As a norm-referenced evaluation system, the teacher's performance is compared to the results seen in other teachers in the chosen comparison group. It is therefore possible to use this model to infer that a teacher is better, worse, or the same as the typical teacher, but it is not possible to use this model to determine whether a given level of performance is desirable.

Because each student's expected score is largely derived from the student's actual scores in previous years, it difficult to use this model to evaluate teachers of Kindergarten and first grade. Some research limits the model to teachers of third grade and above.

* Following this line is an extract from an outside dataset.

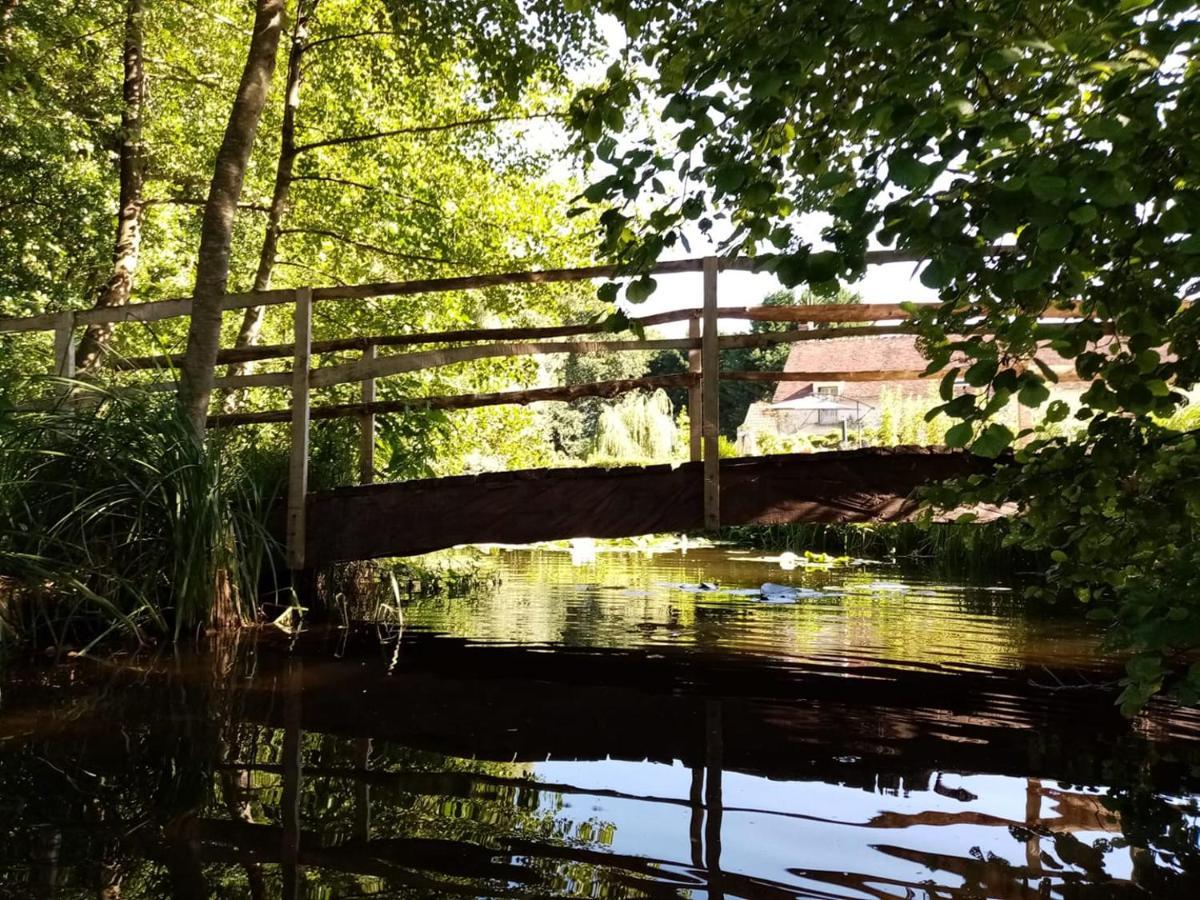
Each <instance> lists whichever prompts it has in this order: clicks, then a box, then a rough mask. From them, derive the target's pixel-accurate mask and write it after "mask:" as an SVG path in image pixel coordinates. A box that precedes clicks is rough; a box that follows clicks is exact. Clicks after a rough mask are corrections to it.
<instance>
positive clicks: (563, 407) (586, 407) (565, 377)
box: [539, 353, 679, 460]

Schools may not be able to obtain new students' prior scores from the students' former schools, or the scores may not be useful because of the non-comparability of some tests. A school with high levels of student turnover may have difficulty in collecting sufficient data to apply this model. When students change schools in the middle of the year, their progress during the year is not solely attributable to their final teachers.

Value-added scores are more sensitive to teacher effects for mathematics than for language. This may be due to widespread use of poorly constructed tests for reading and language skills, or it may be because teachers ultimately have less influence over language development. Students learn language skills from many sources, especially their families, while they learn math skills primarily in school.

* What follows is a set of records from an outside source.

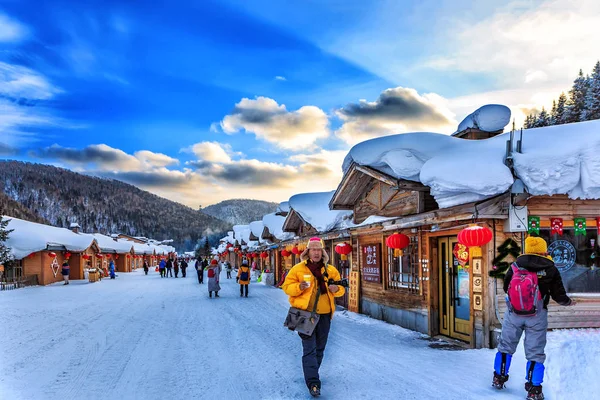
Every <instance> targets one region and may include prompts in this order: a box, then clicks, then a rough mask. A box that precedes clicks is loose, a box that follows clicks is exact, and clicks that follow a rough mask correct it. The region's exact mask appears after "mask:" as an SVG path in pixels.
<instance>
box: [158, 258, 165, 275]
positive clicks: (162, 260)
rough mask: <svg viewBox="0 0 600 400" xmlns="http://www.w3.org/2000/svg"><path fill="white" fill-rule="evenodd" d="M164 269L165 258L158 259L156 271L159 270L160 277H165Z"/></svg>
mask: <svg viewBox="0 0 600 400" xmlns="http://www.w3.org/2000/svg"><path fill="white" fill-rule="evenodd" d="M166 269H167V262H166V261H165V260H160V263H158V272H160V277H161V278H164V277H165V272H166Z"/></svg>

There is some variation in scores from year to year and from class to class. This variation is similar to performance measures in other fields, such as Major League Baseball and thus may reflect real, natural variations in the teacher's performance. Because of this variation, scores are most accurate if they are derived from a large number of students (typically 50 or more). As a result, it is difficult to use this model to evaluate first-year teachers, especially in elementary school, as they may have only taught 20 students. A ranking based on a single classroom is likely to classify the teacher correctly about 65% of the time. This number rises to 88% if ten years' data are available. Additionally, because the confidence interval is wide, the method is most reliable when identifying teachers who are consistently in the top or bottom 10%, rather than trying to draw fine distinctions between teachers that produce more or less typical achievements, such as attempting to determine whether a teacher should be rated as being slightly above or slightly below the median.